Archive

Quotes

I was born at a very early age. Before I had time to regret it, I was four and a half years old.

—Groucho Marx, 1959

The boy is, of all wild beasts, the most difficult to manage. 

—Plato, c. 348 BC

I shall soon be six-and-twenty. Is there anything in the future that can possibly console us for not being always twenty-five?

—Lord Byron, 1813

Ah, there are no children nowadays.

—Molière, 1673

Childhood has no forebodings—but then, it is soothed by no memories of outlived sorrow.

—George Eliot, 1860

Even members of the nobility, let alone persons of no consequence, would do well not to have children. 

—Yoshida Kenko, c. 1330

No one’s serious at seventeen.

—Arthur Rimbaud, 1870

Rejoice, young man, while you are young, and let your heart cheer you in the days of your youth. Follow the inclination of your heart and the desire of your eyes, but know that for all these things God will bring you into judgment.

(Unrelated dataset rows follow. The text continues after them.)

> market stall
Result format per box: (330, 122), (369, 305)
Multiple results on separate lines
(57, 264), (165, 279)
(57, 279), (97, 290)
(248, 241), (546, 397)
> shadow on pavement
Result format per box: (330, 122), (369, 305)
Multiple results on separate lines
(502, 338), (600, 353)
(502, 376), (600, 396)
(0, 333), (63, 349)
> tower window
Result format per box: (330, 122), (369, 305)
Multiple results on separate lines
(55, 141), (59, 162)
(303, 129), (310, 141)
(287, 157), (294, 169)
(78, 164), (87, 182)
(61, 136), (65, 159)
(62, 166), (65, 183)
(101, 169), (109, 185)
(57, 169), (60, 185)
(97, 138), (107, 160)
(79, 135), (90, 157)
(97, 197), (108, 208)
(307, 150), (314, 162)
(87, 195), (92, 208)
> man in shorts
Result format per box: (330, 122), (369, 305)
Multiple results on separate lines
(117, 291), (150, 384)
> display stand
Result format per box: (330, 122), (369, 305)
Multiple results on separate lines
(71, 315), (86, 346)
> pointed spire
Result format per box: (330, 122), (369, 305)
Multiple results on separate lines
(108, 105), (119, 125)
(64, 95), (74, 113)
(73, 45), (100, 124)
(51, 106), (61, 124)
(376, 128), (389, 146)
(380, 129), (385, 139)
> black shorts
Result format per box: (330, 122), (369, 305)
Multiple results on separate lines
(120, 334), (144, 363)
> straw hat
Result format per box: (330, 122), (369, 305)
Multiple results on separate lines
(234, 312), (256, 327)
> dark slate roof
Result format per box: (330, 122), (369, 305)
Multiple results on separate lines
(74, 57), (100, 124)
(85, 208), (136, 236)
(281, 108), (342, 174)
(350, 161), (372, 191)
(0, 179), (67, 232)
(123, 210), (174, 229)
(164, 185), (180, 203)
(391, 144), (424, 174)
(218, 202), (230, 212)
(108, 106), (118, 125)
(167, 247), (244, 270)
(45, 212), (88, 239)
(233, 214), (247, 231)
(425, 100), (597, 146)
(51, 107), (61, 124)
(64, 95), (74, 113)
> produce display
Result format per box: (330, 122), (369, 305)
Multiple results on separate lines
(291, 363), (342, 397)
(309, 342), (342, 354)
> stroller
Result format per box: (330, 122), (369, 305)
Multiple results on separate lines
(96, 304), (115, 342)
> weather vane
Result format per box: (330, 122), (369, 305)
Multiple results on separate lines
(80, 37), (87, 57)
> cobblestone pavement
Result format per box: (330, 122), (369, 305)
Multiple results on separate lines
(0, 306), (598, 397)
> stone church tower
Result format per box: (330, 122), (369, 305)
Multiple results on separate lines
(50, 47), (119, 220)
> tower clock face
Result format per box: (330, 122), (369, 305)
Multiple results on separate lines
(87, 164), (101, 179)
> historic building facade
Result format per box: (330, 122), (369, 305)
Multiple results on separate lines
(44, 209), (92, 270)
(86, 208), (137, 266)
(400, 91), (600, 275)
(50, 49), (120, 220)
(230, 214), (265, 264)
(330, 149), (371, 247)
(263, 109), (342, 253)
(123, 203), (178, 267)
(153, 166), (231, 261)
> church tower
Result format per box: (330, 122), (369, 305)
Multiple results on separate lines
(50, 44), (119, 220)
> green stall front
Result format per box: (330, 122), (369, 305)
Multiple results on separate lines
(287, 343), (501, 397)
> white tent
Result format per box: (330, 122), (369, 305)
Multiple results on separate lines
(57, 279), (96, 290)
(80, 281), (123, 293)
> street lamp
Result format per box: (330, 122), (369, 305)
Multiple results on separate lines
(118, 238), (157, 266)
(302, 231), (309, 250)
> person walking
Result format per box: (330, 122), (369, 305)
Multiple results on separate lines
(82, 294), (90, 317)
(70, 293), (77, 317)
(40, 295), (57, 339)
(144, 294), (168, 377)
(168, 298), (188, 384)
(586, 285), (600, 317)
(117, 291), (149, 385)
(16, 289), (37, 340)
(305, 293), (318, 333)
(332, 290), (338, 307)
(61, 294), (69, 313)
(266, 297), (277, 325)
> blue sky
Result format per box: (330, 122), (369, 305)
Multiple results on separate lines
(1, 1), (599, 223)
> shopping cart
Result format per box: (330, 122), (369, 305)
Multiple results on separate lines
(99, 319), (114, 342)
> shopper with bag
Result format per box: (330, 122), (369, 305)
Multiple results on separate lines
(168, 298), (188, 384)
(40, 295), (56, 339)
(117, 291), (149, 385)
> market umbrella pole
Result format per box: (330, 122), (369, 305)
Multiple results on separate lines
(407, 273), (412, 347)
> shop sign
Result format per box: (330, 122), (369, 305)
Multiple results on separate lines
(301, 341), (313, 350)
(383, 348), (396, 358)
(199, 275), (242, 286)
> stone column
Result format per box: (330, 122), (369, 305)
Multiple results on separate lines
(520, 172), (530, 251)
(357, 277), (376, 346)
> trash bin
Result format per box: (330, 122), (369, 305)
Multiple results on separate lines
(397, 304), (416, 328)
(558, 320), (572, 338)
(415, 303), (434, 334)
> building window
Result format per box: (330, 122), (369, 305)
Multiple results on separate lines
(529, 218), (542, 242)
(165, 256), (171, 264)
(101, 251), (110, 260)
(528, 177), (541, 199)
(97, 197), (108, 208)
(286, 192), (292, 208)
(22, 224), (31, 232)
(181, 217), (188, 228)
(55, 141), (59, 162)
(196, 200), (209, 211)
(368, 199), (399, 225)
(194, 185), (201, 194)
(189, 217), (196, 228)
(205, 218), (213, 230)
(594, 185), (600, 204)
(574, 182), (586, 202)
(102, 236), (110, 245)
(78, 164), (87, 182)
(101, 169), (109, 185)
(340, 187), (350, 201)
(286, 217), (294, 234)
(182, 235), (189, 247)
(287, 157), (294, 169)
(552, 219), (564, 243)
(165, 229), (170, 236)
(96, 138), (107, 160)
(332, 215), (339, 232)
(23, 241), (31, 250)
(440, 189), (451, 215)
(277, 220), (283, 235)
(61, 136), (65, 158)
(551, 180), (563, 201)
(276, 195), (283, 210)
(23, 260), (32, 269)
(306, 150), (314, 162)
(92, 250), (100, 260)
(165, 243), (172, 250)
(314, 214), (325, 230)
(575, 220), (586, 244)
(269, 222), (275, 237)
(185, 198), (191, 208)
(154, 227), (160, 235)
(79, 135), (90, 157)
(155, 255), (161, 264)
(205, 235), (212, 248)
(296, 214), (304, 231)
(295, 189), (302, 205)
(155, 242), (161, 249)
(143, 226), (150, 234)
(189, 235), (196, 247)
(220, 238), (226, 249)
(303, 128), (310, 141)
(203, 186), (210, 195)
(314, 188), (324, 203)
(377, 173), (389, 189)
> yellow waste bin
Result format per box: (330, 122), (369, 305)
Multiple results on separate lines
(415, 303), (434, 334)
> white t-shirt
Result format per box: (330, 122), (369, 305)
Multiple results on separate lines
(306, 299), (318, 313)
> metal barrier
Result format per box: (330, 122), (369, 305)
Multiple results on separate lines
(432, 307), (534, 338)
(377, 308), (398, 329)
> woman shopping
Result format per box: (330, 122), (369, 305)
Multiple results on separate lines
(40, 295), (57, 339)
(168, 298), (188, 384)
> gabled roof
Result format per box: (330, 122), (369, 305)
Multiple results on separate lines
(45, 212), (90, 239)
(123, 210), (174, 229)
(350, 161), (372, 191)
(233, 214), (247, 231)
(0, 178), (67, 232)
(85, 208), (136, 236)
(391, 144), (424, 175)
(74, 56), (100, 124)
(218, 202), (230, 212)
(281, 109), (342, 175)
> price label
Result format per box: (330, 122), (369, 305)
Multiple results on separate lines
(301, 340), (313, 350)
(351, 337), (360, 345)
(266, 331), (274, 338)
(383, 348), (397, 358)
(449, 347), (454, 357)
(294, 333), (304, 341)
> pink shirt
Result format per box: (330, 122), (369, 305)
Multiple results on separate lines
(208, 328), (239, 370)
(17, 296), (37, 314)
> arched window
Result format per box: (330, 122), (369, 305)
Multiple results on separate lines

—Book of Ecclesiastes, c. 200 BC

Bright youth passes as quickly as thought.

—Theognis, c. 550 BC

The thing that impresses me most about America is the way parents obey their children.

—Edward VIII, 1957

The young always have the same problem—how to rebel and conform at the same time. They have now solved this by defying their elders and copying one another.

—Quentin Crisp, 1968

Most men employ the first years of their life in making the last miserable.

—Jean de La Bruyère, 1688

The young leading the young is like the blind leading the blind.